Нежный человек (Мирнев) - страница 34

– Но, тетя Лариса, на фронте-то смерть, – проговорила Мария, перебивая увлекшуюся тетку.

– А в тылу, милочка, мерли люди как, извини, – твердила Лариса Аполлоновна. – Думаешь, сладко жилось людям? Тяжелее во сто крат. За краюшку хлеба жизнь можно было отдать… А ведь если не ты первый написал куда следует, то как же бы ты жил? А? Но мы с Гришей все поняли и не давали, извини, на своих костях плясать.

Мария принялась мыть кастрюли, ложки и вилки. И тут она вспомнила, что рядом с ней родная тетушка, у которой на самом деле душа разрывается от боли, а Ирина, родная и единственная дочь ее, желает раздела. Вот где несчастье! А то, что у нее, Марии, молодой женщины, у которой еще все впереди – муж, дети, все человеческие радости, – то не горе, не предлог для хандры. Мария, прихватив с собою тряпку, решила протереть мебель.

– Не тронь! – истерично закричала хозяйка.

– Тетя Лариса, я думала помочь.

– Ты какую тряпку взяла? Это не для мебели!

– Ну так чистая она, тряпка.

– Милочка, запомни, это мое дело, милочка, – мебель; ты лучше ее не тронь и к ней не прикасайся. Мебели я никому не разрешаю касаться.


***

Ирина дома не ночевала. Лариса Аполлоновна всю ночь не сомкнула глаз, то и дело подходила к телефону, долго глядела на него, но телефон зазвонил только однажды, и то была не Ирина, так решила Мария, потому что, сколько тетя ни спрашивала, крича в трубку «говорите, але, говорите!», с того конца провода не отвечали. Мария и сама плохо спала, волнуясь и тревожась не меньше тети, слыша ее сонное бормотание: та проклинала свою жизнь. А утром Мария потихоньку встала, наскоро попила чая, стараясь при этом не загреметь посудой, осторожно, на цыпочках прошла и заглянула в комнату Ирины. Застыли будто двигавшиеся до недавнего времени шкафы, кресла, столики; свет, проникающий в зашторенное окно, жиденько рассеивался по небольшому пространству, создавая иллюзию нереальной жизни. Было очень нехорошо в этой комнате, словно оцепенение, охватившее предметы, источало то ли звук, то ли запах, вызывая у Марии какое-то пугливое чувство неуверенности. «Что же могло случиться?» – подумала она, прикрывая дверь, и также на цыпочках (хотя и не стоило этого делать, потому что тетя не спала) пошла к выходу.

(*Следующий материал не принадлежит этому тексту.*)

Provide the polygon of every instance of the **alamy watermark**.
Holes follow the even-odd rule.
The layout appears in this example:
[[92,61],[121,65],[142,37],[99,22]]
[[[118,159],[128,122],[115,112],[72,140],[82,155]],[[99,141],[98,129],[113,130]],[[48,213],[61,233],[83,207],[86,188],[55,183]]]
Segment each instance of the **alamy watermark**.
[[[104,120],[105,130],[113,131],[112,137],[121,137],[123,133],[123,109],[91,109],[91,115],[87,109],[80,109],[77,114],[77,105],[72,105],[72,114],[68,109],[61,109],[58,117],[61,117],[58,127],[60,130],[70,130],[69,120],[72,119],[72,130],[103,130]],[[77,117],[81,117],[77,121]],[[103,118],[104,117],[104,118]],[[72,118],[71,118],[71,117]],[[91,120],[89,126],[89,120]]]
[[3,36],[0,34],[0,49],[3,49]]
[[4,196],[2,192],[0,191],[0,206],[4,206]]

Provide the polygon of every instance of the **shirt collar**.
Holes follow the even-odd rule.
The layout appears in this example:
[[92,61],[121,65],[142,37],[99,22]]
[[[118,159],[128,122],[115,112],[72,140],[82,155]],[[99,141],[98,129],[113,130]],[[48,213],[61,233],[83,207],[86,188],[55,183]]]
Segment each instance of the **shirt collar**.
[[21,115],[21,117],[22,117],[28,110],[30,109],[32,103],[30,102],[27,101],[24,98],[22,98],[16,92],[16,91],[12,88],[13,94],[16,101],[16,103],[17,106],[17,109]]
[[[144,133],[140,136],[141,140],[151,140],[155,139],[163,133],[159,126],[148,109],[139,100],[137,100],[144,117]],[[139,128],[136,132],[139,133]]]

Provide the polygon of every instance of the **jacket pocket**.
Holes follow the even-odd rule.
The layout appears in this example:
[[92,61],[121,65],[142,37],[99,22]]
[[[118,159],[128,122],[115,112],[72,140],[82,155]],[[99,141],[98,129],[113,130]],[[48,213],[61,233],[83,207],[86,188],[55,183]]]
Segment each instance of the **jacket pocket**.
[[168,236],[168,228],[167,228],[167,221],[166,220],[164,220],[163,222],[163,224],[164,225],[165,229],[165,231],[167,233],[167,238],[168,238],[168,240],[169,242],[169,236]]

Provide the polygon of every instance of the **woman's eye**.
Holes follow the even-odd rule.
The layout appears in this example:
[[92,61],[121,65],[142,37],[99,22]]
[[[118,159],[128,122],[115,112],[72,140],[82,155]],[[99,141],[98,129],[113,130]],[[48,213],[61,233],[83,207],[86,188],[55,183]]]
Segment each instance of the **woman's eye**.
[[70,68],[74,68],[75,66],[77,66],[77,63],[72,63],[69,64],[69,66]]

Еще очень рано. Только-только начал согреваться воздух, покоящийся над мостовыми и скверами, пронизанный влажными испарениями убранных улиц, переулков, потянувшимися золотистыми струями ослепительного солнца, окрасившего верха домов легким розовым светом. И в этот жаркий, еще не разогнанный злою сухостью солнечного напора день как-то особенно было уютно на улицах, проспектах; особенною ласковостью одарял человека большой город. Мария осторожно постукивала каблучками по асфальту тротуара, глядела во все глаза кругом и испытывала неприкаянное чувство неопределенности – когда все кругом хорошо, замечательно – люди, дома, небо и многое другое, но вот нельзя радоваться этой радости, потому что не было покоя. А в сердце будто что-то говорило: ты еще будешь счастливой. Вспомнила: это чувство не оставляет ее уже давно, – как вот замуж вышла, и они с мужем впервые поссорились, и Мария в то время скорее уловила сердцем, чем поняла, – счастья не будет. Она тогда рассуждала наивно, примерно так: каждый человек живет и занимается своим делом, никто ему ни в чем не мешает (зачем мешать человеку делать свое дело?), и каждый должен получить в награду своей одной-единственной жизни, которую ему предоставила природа, – счастье.